Early in 1977, Jay Rockefeller had just been sworn in as governor of West Virginia. It was in the middle of a cold spell that had seen the Kanawha and Ohio Rivers freeze over from bank to bank for the first time since the '50s. Political Science chairperson Dr. Evelyn Harris had prime tickets for the inaugural ceremony that she was giving away for any of us students to attend. I thought I had a ride with Christy Velasquez in her butterscotch colored Ford Maverick, but she decided it was too cold after all. I wasn't all that disappointed, because it was bitterly cold, plus I had already seen an inauguration four years earlier with Arch Moore.

While I didn't get to see the inauguration itself, I did get a last minute offer to attend the Inaugural Ball that night. Robin D.'s friend Terrie D. needed a date for the ball (I think she had a boyfriend at Marshall who wasn't able to get back to Charleston), and so I got drafted in the CT to go with her. We had a great time partying in the auditorium of the new office complex with the Charlie Daniels Band and in the Great Hall of the West Virginia Cultural Center with Les Brown and his Band of Renown. Going to college in the capital city definitely had its benefits!

Less than two weeks after being sworn in as governor, and still in the midst of a frigid winter, the National Weather Service was suddenly predicting a huge winter storm to hit West Virginia. Emergency announcements were being made on the radio stations. The new governor went on the air and warned everyone on that Friday afternoon that a blizzard was coming from the west. It was going to be worse than the infamous Thanksgiving 1950 storm that us kids had heard our parents tell such tall tales about.

My friends in Cox Hall at UC decided we had to prepare for the impending ordeal. Jay S. had a car on campus, and we would make a run to Krogers in Kanawha City.

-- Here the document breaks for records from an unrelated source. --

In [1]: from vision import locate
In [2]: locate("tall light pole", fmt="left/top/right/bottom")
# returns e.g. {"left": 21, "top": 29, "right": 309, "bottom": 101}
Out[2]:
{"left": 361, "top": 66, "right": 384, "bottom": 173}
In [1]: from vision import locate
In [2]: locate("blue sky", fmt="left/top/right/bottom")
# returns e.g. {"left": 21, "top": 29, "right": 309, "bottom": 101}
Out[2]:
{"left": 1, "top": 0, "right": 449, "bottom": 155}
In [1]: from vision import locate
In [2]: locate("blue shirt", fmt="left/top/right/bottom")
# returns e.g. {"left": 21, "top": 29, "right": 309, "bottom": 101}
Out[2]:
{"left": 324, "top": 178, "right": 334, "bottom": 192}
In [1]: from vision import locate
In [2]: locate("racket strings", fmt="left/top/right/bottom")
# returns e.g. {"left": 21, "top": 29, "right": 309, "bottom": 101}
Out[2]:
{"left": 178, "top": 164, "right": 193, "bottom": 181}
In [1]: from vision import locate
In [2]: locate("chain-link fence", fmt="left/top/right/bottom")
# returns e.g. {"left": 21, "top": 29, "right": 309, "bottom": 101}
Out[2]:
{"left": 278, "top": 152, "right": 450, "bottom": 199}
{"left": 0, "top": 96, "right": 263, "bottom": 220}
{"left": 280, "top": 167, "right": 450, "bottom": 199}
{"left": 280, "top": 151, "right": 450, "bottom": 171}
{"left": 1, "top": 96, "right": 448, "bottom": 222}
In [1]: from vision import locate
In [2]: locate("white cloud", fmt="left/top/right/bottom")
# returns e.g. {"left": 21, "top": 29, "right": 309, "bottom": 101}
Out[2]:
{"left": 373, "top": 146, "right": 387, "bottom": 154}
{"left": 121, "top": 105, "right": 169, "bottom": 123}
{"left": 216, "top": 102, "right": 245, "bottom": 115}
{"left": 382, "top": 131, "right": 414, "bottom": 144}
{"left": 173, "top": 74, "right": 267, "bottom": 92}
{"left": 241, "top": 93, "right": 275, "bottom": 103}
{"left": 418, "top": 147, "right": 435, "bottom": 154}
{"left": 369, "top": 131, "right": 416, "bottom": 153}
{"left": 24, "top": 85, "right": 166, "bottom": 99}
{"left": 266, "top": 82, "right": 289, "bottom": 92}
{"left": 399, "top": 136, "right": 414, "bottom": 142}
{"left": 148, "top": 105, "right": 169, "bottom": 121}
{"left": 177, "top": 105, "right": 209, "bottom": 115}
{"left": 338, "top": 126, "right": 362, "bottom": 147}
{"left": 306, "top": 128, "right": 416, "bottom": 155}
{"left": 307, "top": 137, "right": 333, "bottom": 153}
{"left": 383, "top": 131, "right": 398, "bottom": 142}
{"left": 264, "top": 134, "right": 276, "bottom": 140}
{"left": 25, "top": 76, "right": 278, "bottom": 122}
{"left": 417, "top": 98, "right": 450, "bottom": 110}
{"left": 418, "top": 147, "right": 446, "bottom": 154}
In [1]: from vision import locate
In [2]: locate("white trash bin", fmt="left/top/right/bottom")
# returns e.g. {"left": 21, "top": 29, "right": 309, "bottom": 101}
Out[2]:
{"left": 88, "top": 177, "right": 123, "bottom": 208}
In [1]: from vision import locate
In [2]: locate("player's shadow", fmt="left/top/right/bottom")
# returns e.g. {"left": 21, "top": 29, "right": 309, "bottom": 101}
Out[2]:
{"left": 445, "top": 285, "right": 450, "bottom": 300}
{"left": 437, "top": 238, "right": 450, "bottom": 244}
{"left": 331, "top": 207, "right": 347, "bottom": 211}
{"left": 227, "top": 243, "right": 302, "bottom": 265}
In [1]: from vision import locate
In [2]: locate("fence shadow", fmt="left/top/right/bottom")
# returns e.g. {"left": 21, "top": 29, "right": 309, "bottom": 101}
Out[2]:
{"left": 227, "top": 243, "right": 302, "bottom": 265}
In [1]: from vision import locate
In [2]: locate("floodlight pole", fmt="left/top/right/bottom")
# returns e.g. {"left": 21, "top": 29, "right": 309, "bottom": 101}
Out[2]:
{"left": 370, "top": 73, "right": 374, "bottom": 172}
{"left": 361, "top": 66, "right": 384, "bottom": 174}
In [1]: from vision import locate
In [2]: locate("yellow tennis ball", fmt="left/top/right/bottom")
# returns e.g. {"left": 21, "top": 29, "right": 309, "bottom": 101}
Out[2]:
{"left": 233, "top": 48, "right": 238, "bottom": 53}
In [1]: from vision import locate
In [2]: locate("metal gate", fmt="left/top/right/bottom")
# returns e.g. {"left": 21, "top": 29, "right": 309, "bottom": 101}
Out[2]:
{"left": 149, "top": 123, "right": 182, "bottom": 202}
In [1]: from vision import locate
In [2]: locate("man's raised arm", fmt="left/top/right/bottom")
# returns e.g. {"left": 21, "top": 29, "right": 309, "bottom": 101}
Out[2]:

This was not just any car Jay had—it was a 1941 Chevy that we called “Black Beauty.” We gathered monetary contributions before hopping into Black Beauty and heading down MacCorkle Avenue to buy the essentials necessary for a guys' dorm—beer and snacks. However, former Boy Scouts Eric F. and Roger B. insisted that we also needed to get some survival food. Besides normal party essentials like bags of potato chips and pretzels, canned goods like Spam and pork & beans had to be added to our shopping list, since we didn't know just how many days (or possibly weeks) we would be snowed in. After all, the governor had declared a state of emergency!

The inside of Krogers that afternoon was crazy. Everyone had heard about the coming blizzard and were stocking up for the inevitable isolation. I have never seen such crisis shopping in my life, as entire shelving units were being depleted. The lines at the checkout were horrendous! It was quite an experience. I remember it any time the television news show similar episodes prior to hurricanes coming ashore.

As we hunkered down in the dorm for the night, we had plenty to party with as the snow started to fall (although we saved the cans of pork & beans and Spam for later when we would need them to survive). We were determined to have a good time as we rode out the storm. We were certain that the next morning would involve attempts just to dig our way out of the doors on the first floor—if that would even be possible.

However, by the time most of us awoke (which was by no means early that Saturday morning), it became apparent that the big blizzard had not lived up to its billing. For all the emergency proclamations by the governor, and for all the madhouse behavior at the grocery store, this supposedly gigantic blizzard was hardly worse than a typical winter snowstorm—it was measured in inches, not feet. The only thing huge about it was the party in Cox Hall the night before.

While we don't remember it for its epic amounts of snow, we will always remember the hype that went into Rockefeller's Blizzard.